Prevented from returning to his own home after a trip, Martin Lever decided to use his two weeks in a quarantine hotel to help out those who don't even have a home to go back to.
Lever, founder and creative partner at creative agency ARCC Asia, took inspiration from the hillside view out his window in room 202 of L’Hotel Wong Chuk Hang (since rebranded as Nina Hotel Island South), picked up brushes and paints, and created two impressions of the view per day for 14 days.
"During an overseas trip last October, the government changed the border entry rules for all returnees," Lever said in a release. "So upon my return to HK, I found myself denied the privilege and liberty to return to my home. This instantly heightened my empathy for the plight of people who are permanently deprived the privilege of going home."
Jeff Rotmeyer, founder and CEO of ImpactHK, said that Hong Kong has more than 1000 registered street sleepers, plus a growing number of employed street sleepers who just can’t afford to pay rent, so the organisation is always looking for innovative ways to raise funds.

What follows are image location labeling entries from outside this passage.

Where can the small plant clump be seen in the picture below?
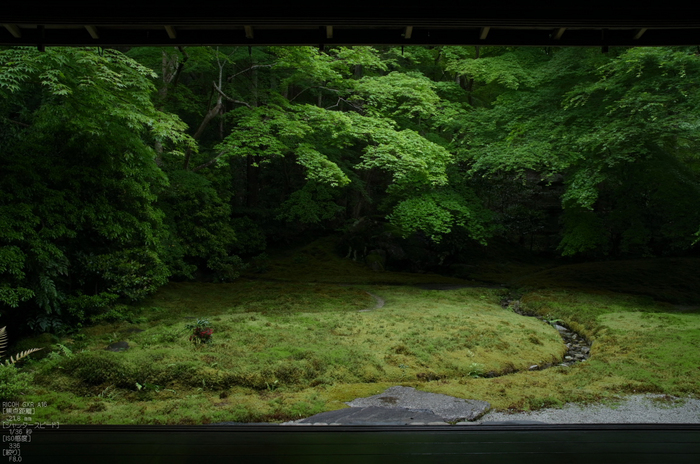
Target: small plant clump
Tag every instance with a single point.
(201, 332)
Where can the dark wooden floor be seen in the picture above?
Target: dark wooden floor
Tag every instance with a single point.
(561, 444)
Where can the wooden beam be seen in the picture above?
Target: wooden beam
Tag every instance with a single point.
(14, 30)
(92, 30)
(557, 35)
(172, 33)
(639, 33)
(484, 33)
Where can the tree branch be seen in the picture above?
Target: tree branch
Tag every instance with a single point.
(232, 100)
(208, 163)
(17, 122)
(230, 78)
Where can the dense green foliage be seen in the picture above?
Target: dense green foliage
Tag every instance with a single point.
(123, 170)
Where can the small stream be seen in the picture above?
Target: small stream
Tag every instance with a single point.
(578, 349)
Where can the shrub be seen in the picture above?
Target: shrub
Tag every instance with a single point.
(12, 382)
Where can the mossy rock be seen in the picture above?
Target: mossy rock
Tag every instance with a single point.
(98, 367)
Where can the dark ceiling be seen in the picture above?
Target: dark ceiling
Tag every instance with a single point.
(356, 22)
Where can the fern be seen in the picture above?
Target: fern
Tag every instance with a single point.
(18, 356)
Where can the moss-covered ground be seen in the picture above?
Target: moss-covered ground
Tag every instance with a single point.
(292, 342)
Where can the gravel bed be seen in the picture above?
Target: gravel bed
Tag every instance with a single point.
(634, 409)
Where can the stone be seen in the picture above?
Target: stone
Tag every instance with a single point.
(447, 407)
(118, 346)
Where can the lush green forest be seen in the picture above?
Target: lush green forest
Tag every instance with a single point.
(122, 170)
(152, 197)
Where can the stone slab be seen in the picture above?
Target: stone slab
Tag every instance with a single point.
(448, 408)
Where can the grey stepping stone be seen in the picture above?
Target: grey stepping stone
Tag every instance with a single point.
(448, 408)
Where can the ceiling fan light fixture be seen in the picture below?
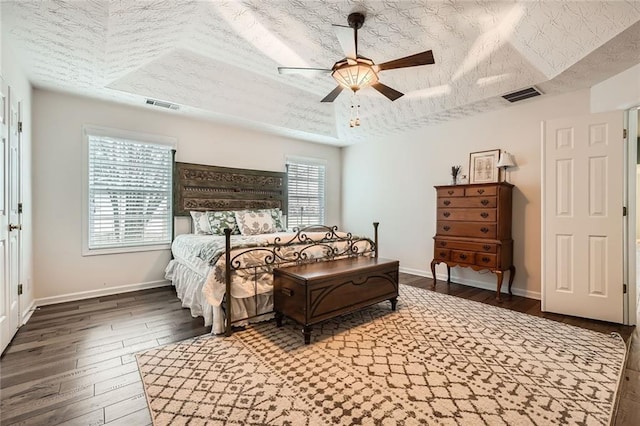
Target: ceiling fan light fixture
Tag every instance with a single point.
(355, 77)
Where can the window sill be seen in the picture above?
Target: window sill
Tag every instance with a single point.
(121, 250)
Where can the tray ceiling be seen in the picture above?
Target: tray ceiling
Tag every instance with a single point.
(218, 59)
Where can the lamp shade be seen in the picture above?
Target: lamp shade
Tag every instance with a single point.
(506, 160)
(355, 76)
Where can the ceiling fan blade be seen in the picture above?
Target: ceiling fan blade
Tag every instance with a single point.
(333, 95)
(292, 70)
(424, 58)
(348, 40)
(390, 93)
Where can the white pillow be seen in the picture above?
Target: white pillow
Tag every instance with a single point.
(251, 222)
(200, 223)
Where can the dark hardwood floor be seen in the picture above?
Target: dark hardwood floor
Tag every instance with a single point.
(73, 363)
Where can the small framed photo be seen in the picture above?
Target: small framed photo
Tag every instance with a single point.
(483, 166)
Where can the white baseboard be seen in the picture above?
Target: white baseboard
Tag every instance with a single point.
(72, 297)
(473, 283)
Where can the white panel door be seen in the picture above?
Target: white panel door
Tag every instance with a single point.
(9, 303)
(583, 167)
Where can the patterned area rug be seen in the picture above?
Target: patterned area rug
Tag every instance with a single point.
(437, 360)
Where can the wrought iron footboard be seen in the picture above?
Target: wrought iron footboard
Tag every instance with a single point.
(279, 254)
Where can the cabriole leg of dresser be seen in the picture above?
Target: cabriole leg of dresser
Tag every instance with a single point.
(433, 271)
(512, 274)
(306, 331)
(500, 276)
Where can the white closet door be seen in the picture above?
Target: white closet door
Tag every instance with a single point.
(583, 175)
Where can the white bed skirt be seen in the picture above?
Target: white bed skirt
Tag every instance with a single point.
(189, 283)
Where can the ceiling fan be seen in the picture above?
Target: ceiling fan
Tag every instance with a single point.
(355, 72)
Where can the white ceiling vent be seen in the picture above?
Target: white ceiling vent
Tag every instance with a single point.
(162, 104)
(529, 92)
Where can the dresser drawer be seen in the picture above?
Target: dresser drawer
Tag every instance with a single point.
(467, 215)
(465, 245)
(467, 229)
(450, 192)
(485, 259)
(468, 202)
(442, 254)
(463, 256)
(481, 191)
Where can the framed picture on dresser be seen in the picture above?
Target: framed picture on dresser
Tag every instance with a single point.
(483, 166)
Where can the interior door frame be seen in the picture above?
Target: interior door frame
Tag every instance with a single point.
(623, 235)
(630, 314)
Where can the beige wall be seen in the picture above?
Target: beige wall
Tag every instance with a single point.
(62, 273)
(391, 180)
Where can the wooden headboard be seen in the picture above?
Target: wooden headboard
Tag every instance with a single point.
(200, 187)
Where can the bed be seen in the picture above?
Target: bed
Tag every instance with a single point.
(224, 273)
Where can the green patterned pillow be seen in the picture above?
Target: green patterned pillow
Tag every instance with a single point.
(278, 220)
(254, 222)
(200, 223)
(218, 221)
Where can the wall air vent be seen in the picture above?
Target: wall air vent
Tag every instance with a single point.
(162, 104)
(529, 92)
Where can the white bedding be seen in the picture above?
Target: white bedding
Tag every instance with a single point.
(198, 269)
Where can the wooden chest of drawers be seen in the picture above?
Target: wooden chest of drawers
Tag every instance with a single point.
(473, 229)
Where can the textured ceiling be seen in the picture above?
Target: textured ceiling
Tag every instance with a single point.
(218, 59)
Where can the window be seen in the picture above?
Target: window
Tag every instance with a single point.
(305, 182)
(128, 191)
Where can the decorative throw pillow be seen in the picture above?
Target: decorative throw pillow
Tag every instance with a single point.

"The Room 202 Project is perfect in many ways," Rotmeyer said. "Firstly, it is a deeply personal art project, inspired by emotive circumstance. This naturally fits with our personalised approach to supporting people who are living on the streets; we see people as unique individuals and not mere statistics. The fact that the artwork was also created while Martin was experiencing a small sense of what it’s like to be deprived access to his home, gives the project an added sense of genuine empathy—and the artwork a powerful added layer of meaning."